Scrive Ester Viola: “quello che ottieni dopo aver buttato il sangue per meritartelo, non è felicità, è convalescenza. È la fatica fatta per averlo, quell’amore, che lo rovina. L’alternativa si riduce a due: costruire il futuro, o incollare pezzi di quello che trovi e vedere se puoi arrangiare un presente. Se difficile fosse sempre la premessa di qualcosa di buono, saremmo tutti salvi”.
Come mai le donne sono disposte a sopportare? Cosa inchioda le donne al dovere o al desiderio di sopportare? Forse perché, come scrive Concita De Gregorio nel suo libro “Malamore”, il malamore è gramigna (elevata resistenza al calpestamento), cresce nei vasi dei nostri balconi.
Sradicarlo costa più che tenerselo. Dargli acqua ogni giorno, alzare l’asticella della resistenza al dolore è una folle tentazione.  

A chi affidare, dunque, l’educazione all’affettività? Alla scuola o alla famiglia? In linea teorica il luogo più adatto dovrebbe essere la famiglia, però anche nella scuola (oltre all’aspetto puramente nozionistico) ci si occupa della persona nella sua globalità. La cosa veramente importante è il dialogo con la famiglia; la scuola e la famiglia dovrebbero avere una connessione.
La famiglia ha un ruolo determinante nell’educazione affettiva dei figli, perché non dobbiamo mai dimenticare che i genitori o i fratelli o le sorelle o anche le nonne e gli zii, sono quelli che danno in primis il buono o cattivo esempio. Non esiste solo la genitorialità, ma anche la generatività, cioè prendersi cura dei figli degli altri come se fossero nostri figli.
Penso a certe famiglie dove sono le madri stesse ad educare i figli a un’idea di maschilismo strisciante, sottopelle, mimetizzato, dove la donna si sottomette al maschio dominante.
Educare a sopportare, fare esercizi di resistenza al dolore. Madri spesso felici se i figli maschi esibiscono forza, virilità o addirittura disprezzo mentre una figlia che ha tanti fidanzati è invariabilmente una puttana.
Conosco madri di adolescenti che danno della pocodibuono, con una certa nonchalance, alle ragazze “colpevoli” di aver lasciato i figli. Magari sono gli stessi figli che poi, una volta cresciuti, cercheranno di impedire alle mogli di andare in psicoterapia. Impedire di pensare: anche questa è una forma di violenza.

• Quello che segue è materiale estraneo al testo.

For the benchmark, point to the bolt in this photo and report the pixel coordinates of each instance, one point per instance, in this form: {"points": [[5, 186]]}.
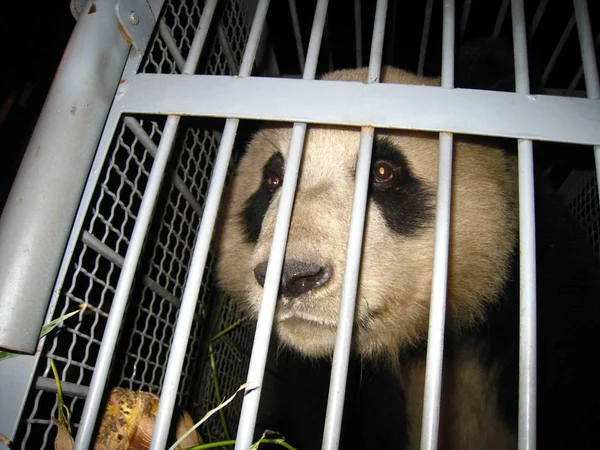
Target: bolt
{"points": [[133, 18]]}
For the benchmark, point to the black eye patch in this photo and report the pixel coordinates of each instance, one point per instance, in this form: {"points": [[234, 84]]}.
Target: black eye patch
{"points": [[406, 202], [257, 204]]}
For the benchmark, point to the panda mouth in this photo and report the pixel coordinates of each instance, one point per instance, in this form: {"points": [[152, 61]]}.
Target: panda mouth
{"points": [[288, 315]]}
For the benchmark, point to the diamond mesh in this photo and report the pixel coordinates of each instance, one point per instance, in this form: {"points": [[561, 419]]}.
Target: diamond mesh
{"points": [[585, 207], [180, 20]]}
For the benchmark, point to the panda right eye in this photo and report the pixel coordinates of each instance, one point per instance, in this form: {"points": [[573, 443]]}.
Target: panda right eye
{"points": [[272, 183]]}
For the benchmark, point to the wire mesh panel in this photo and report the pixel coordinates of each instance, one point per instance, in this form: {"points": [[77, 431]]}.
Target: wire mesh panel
{"points": [[95, 265]]}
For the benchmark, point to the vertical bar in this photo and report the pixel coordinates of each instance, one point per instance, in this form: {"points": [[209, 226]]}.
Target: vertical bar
{"points": [[201, 247], [297, 34], [262, 336], [45, 194], [343, 341], [527, 345], [588, 59], [115, 319], [229, 56], [165, 33], [358, 31], [392, 33], [425, 36], [500, 19], [556, 53], [437, 308], [464, 18], [537, 17]]}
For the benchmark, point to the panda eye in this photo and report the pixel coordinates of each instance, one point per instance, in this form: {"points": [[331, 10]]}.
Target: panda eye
{"points": [[272, 183], [383, 172]]}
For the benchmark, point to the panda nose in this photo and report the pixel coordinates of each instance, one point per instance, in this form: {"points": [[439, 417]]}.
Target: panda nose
{"points": [[297, 278]]}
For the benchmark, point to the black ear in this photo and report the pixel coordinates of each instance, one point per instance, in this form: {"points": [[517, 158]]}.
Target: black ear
{"points": [[488, 63]]}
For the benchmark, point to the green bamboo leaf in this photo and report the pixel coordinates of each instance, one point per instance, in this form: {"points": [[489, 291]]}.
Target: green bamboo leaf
{"points": [[52, 325]]}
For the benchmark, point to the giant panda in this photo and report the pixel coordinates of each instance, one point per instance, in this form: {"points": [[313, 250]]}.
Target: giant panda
{"points": [[480, 378]]}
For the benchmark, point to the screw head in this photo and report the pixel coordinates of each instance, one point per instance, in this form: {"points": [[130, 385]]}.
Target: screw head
{"points": [[133, 18]]}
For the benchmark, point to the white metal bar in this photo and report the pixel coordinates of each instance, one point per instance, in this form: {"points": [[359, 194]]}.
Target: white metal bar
{"points": [[425, 36], [327, 42], [138, 236], [297, 34], [45, 194], [539, 12], [528, 325], [392, 33], [262, 336], [383, 105], [343, 341], [358, 31], [165, 33], [437, 307], [556, 53], [588, 58], [500, 19], [193, 284]]}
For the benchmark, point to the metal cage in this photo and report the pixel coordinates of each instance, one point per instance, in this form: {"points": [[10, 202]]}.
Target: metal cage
{"points": [[116, 217]]}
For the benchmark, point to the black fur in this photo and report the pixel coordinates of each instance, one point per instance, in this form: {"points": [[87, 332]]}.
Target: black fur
{"points": [[295, 392], [407, 203], [256, 206]]}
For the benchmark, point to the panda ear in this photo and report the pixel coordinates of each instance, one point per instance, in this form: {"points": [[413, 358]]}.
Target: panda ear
{"points": [[488, 63]]}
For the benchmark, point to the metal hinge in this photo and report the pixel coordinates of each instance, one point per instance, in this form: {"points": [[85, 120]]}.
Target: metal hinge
{"points": [[137, 21], [136, 18]]}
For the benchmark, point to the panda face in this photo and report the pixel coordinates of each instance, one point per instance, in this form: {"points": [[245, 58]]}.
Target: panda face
{"points": [[396, 267]]}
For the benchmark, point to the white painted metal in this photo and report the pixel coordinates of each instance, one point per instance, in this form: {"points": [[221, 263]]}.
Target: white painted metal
{"points": [[341, 355], [437, 307], [382, 105], [528, 322], [260, 346]]}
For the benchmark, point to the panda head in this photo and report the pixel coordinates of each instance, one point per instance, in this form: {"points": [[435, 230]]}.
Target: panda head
{"points": [[396, 268]]}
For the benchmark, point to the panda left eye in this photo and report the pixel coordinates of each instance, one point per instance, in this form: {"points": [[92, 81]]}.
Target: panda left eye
{"points": [[383, 172], [272, 183]]}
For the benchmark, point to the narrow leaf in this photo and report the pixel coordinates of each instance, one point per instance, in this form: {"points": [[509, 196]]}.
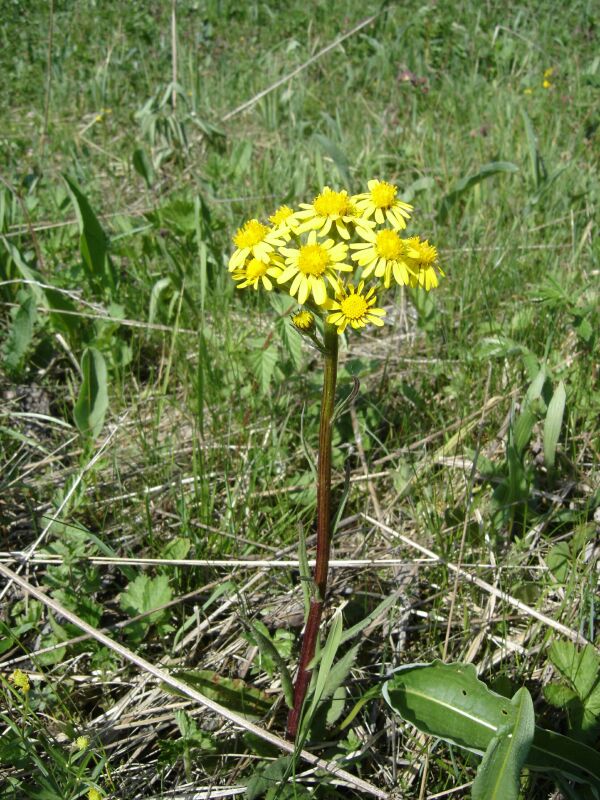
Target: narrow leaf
{"points": [[92, 403], [466, 183], [553, 424]]}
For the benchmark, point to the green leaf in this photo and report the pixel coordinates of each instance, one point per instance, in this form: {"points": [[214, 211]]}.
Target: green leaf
{"points": [[336, 155], [260, 635], [92, 403], [143, 594], [553, 424], [449, 701], [498, 776], [268, 776], [93, 242], [263, 361], [559, 560], [233, 693], [327, 658], [143, 166], [466, 183], [20, 334]]}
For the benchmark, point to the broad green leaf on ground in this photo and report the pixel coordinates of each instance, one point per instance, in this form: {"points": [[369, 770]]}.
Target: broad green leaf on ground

E i padri? Dove sono i padri? Dove sono i padri quando i figli trattano le madri come vere e proprie serve?
Nel momento in cui si decide di affrontare il tema dell’educazione affettiva, occorre una centratura sugli aspetti fondativi legati alla persona, legati al rispetto, alla responsabilità, all’appartenenza alla società, alle regole, al diritto di dire NO e al dovere di accettare un NO.
I giovani portano domande molto complesse e sofisticate su questioni della vita: ma gli adulti sono in grado di rispondere? Prima di tutto, quindi, occorre fare un lavoro su noi stessi, rispetto allo nostra autenticità e, quindi, credibilità.